Maybe Boyer really was a time traveler. He couldn't give fantastic investing advice due to some rule, law or ethic but he might take pity and give a little help.

If this were one of my regular fan theory posts I would probably be postulating that Boyer really was a time traveler from the year 2037. That had Harris invested in gold as he would have done it would have had a butterfly effect that would have devastated the market. I might have formed headcanon that some computer ran a socio-economic model in the year 2037 and determined that one particular police detective in 1980 New York City made the gold investment that broke the camel's back and set chaos on the gold speculation market.

Maybe I might have speculated that there was a higher purpose for detective Harris. I could have gone over all the other remaining episodes in the Barney Miller series. I probably would have come up with some narrative that Boyer came back in time from 2037 specifically to get Harris to invest his windfall in a way that would have had him reconsider his investment later and sell at a loss so Harris would remain at his current job receiving a paycheck. If Harris had gotten wealthy and left the police department he might not have been at some place at the right time to intervene in some event that would have otherwise echoed through the coming decades.

But I am not doing that in this post. Maybe I won't do those kinds of fan theory posts anymore. I read a post by @nathanmars that speculates by the year 2025 HIVE tokens will be $20 and LEO will be $25. Those old fan theories didn't have content to justify using a #LeoFinance tag. If I start writing fan theories that deal with economics I can start to get both HIVE and LEO rewards before the price jump happens.
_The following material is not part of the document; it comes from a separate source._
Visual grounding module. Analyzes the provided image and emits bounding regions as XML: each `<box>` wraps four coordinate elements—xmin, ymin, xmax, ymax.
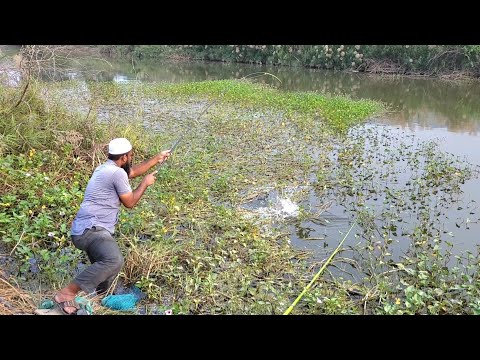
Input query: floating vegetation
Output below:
<box><xmin>0</xmin><ymin>76</ymin><xmax>480</xmax><ymax>314</ymax></box>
I don't know about you but I have more faith in @nathanmars than advice received through time travel. Not because that might be insider trading because becoming rich would allow me to get the lawyers who could argue that it's in no way insider trading. You just can't trust investing advice from the future. Have you seen the movie Frequency? Invest in Yahoo! stock hinted the voice from the future. There was no sequel to that movie saying, "Oh, by the way Gordo. Now that you're rich from that advice I gave you in 1969 sell that and invest in Google." What's up with that Dennis Quaid?